Of course, it's about the concept of a searchable function. Not the first time, R. Marks and W. Dembski got that wrong.
Ann.: Tom English explained that errors in references are common in the engineering literature. So, I'll stop classifying the references of Dembski's and Marks's article as either superfluous or erroneous for now.

1. I misread "Optimization by Mutation With Elitism," with help from the authors. The section begins, "Optimization by mutation with elitism is the same as optimization by mutation in Section III-F2 with the following [one?] change. One mutated child is generated. If the child is better than the parent, it replaces the parent." I said to myself, "OK, they've just gone from (1,2) to (1+1)." I recall seeing "Markov birth process," and stopping to consider whether that term is correct for a discrete-time process with multiple births possible in a single time step. When I returned to the paper, I evidently skipped over the last sentence of the paragraph, which gives a second change: "We will also assume that there is a single bit flip per generation." To echo your prior post, this truly is annoying.

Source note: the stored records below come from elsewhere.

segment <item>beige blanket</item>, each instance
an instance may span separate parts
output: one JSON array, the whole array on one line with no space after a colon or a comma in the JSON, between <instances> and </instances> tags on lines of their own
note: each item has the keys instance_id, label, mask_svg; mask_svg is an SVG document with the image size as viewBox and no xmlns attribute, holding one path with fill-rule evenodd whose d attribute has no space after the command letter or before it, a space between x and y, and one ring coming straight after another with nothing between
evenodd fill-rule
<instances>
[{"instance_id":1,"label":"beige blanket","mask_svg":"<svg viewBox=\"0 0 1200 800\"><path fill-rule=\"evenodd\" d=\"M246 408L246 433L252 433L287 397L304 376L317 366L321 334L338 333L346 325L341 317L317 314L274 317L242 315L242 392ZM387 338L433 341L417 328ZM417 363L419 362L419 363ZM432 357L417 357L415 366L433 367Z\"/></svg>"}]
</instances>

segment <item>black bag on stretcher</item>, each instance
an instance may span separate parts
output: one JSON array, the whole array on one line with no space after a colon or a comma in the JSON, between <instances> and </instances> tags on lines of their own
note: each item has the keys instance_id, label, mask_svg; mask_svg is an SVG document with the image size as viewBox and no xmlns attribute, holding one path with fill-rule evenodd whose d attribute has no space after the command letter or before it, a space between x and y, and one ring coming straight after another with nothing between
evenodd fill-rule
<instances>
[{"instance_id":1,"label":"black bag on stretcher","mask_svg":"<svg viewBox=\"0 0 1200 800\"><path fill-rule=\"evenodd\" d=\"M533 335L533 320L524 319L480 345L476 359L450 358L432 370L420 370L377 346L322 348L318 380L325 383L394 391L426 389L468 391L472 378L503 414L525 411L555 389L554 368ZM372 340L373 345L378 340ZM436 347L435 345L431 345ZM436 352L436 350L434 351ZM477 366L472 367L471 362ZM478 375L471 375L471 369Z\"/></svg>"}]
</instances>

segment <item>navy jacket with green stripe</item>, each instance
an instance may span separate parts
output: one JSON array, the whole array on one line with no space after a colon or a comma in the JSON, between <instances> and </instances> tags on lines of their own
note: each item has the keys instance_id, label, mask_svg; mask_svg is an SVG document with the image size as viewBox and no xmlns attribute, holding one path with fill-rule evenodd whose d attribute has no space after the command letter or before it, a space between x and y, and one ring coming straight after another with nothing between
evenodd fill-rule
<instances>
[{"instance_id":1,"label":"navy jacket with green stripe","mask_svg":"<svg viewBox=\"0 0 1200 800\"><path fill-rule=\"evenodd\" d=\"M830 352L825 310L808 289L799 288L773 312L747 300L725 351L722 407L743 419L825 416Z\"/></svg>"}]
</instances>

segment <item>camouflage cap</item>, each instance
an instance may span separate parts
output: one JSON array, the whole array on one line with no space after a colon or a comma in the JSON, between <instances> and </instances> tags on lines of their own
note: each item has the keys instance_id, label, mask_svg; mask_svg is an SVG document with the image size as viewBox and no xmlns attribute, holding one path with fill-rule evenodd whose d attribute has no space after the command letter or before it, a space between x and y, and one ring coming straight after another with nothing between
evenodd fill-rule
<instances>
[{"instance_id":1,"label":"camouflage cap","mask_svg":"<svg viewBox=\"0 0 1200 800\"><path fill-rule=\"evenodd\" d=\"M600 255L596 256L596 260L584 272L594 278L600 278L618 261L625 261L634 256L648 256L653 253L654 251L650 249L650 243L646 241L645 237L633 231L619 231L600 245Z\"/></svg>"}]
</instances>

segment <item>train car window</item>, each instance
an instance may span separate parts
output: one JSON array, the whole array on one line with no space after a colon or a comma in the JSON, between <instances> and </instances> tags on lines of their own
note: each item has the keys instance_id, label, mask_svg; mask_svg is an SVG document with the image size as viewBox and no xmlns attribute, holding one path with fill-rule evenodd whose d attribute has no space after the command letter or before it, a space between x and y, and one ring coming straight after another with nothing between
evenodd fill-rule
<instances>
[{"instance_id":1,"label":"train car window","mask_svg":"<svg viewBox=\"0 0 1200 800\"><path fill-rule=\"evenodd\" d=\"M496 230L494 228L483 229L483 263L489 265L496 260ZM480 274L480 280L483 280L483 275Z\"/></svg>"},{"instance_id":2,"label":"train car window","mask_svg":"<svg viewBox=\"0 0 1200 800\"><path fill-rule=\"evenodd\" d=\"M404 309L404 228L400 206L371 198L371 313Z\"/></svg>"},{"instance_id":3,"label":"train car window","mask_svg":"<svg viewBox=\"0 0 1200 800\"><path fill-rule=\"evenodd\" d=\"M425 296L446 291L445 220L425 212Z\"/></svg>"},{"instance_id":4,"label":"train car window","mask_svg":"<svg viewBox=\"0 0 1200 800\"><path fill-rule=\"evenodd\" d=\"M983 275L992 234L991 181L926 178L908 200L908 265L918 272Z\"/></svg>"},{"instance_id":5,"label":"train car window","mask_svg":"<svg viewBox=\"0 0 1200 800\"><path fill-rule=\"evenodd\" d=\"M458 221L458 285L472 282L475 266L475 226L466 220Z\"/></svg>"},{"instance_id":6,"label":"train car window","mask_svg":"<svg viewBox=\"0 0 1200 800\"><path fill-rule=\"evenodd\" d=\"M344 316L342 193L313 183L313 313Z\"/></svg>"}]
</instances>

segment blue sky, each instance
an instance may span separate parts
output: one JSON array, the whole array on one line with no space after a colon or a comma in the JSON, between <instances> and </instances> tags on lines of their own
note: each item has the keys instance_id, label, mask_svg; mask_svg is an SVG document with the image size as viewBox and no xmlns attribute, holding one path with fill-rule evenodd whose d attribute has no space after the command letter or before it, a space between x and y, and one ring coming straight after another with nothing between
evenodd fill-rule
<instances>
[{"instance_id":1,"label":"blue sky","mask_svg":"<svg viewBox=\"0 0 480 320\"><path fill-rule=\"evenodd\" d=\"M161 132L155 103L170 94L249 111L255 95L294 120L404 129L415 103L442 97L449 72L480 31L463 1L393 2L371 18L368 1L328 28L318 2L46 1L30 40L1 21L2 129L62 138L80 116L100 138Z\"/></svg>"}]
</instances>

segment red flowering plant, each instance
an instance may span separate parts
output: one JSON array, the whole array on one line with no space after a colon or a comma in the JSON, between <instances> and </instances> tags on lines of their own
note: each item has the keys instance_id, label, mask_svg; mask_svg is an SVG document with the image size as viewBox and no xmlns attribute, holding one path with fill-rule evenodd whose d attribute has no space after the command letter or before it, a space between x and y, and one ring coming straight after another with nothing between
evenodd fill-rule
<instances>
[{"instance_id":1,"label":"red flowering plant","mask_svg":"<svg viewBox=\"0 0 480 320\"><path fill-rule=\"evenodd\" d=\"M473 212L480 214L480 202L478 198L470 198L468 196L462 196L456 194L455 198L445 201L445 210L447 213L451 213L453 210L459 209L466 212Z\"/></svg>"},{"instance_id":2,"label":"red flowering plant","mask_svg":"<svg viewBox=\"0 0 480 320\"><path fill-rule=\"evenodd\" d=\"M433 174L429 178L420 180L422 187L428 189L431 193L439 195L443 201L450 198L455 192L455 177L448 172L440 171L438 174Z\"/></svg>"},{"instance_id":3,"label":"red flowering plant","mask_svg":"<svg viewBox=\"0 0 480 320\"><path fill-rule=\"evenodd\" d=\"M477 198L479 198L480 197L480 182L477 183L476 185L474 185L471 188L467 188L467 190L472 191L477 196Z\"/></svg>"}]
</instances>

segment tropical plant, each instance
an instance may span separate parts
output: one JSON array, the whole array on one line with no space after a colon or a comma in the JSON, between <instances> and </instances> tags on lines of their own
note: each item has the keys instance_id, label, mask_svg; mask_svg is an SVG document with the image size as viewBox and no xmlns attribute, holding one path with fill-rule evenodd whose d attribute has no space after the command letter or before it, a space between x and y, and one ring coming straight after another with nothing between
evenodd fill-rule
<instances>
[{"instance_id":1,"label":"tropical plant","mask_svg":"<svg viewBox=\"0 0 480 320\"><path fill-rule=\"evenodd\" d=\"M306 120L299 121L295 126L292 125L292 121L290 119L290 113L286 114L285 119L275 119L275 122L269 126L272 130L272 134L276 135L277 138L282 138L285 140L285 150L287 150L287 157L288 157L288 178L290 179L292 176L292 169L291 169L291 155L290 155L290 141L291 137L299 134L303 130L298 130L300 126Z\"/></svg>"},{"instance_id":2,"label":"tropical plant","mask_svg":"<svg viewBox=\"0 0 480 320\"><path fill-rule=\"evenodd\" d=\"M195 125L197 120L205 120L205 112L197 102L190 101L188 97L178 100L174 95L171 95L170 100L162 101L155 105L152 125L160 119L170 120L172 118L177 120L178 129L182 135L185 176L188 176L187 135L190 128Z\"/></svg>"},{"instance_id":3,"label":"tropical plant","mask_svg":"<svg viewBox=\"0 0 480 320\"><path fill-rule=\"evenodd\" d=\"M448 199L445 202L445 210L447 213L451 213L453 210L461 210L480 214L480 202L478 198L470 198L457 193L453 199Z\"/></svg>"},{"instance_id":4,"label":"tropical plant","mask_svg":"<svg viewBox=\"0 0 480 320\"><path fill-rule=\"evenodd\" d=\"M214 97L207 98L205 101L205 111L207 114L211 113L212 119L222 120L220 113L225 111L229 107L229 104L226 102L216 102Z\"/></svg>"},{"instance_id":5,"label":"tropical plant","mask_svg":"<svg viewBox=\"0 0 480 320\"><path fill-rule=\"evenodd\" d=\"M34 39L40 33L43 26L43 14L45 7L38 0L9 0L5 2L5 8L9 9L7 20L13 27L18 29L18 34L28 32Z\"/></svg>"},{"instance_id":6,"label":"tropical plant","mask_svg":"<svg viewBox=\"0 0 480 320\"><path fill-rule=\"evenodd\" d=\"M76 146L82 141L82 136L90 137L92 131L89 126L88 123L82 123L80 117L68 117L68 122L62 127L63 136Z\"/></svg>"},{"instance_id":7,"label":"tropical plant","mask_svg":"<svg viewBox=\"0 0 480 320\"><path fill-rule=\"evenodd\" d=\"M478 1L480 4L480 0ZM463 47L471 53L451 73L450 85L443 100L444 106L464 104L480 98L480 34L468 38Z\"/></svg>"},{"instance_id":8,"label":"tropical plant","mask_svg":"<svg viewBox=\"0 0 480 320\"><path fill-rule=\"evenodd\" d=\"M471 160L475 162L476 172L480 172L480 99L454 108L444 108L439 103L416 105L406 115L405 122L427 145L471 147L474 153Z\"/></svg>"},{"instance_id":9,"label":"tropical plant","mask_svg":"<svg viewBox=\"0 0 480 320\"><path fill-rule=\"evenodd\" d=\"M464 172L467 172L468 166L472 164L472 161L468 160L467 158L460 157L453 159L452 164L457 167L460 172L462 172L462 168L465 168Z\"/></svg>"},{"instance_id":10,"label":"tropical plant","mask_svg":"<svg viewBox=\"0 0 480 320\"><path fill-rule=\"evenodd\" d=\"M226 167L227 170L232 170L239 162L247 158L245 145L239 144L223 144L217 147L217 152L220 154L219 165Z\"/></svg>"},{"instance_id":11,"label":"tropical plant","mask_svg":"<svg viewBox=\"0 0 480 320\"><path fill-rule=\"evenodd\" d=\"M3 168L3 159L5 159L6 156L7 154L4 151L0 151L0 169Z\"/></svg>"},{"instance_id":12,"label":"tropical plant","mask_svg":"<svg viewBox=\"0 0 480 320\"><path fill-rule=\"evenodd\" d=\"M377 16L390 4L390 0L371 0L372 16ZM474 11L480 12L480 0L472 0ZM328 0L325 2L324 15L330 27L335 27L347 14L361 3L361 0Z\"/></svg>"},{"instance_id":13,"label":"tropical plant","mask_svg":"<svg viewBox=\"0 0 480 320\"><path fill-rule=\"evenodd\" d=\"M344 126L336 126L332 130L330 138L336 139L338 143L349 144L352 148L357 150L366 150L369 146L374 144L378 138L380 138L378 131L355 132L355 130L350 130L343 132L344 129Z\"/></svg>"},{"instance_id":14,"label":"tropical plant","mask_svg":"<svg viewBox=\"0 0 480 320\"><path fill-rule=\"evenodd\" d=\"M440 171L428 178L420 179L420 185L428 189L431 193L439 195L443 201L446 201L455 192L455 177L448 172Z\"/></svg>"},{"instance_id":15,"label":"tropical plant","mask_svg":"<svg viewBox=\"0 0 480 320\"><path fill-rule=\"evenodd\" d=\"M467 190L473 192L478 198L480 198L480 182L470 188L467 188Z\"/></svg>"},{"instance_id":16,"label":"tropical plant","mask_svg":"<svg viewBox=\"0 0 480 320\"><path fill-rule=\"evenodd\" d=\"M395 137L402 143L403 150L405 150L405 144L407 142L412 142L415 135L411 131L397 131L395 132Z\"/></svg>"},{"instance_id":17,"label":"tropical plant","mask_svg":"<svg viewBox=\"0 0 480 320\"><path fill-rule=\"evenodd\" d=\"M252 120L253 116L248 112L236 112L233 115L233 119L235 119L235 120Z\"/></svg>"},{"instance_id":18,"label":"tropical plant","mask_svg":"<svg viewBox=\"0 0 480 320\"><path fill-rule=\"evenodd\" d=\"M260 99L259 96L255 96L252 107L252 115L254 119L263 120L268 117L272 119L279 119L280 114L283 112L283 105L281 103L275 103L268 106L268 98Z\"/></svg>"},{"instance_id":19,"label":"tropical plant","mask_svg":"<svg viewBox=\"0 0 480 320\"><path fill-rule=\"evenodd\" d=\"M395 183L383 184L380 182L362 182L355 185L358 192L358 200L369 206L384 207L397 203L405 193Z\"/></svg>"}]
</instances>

I intentionally skip over irrelevancies in D&M's papers, not caring to spend my time determining just how bad they really are. There is no need for D&M to analyze the (1+1)-ES. The solution for the exact probability that the algorithm solves the ONEMAX problem in n or fewer steps appears in the literature. If D&M had time to waste embedding the "mas evolutionary informatics" plug in their paper, they had time to spend acquainting themselves with the theory of evolutionary computation.

For the conventional (1+1)-ES, the random number of bit-flips in the offspring is binomially distributed. D&M implicitly stipulate that the mutation rate corresponds to a mean of one bit-flip per offspring, and replace the random number of bit-flips with the mean. (The substitution is infamous, and I believe that it should always be justified.) Dembski obviously had to get his pathetic idée fixe into the peer-reviewed literature.

2. It appears that other folks would like to discuss the article here.

3. AFAIK, the classification of the ES is quite independent of the way of recombination or mutation.

The one-letter-per-string-mutation is surprising: it's the same as in the first weasel algorithm which Oxfodensis mailed to Dembsky...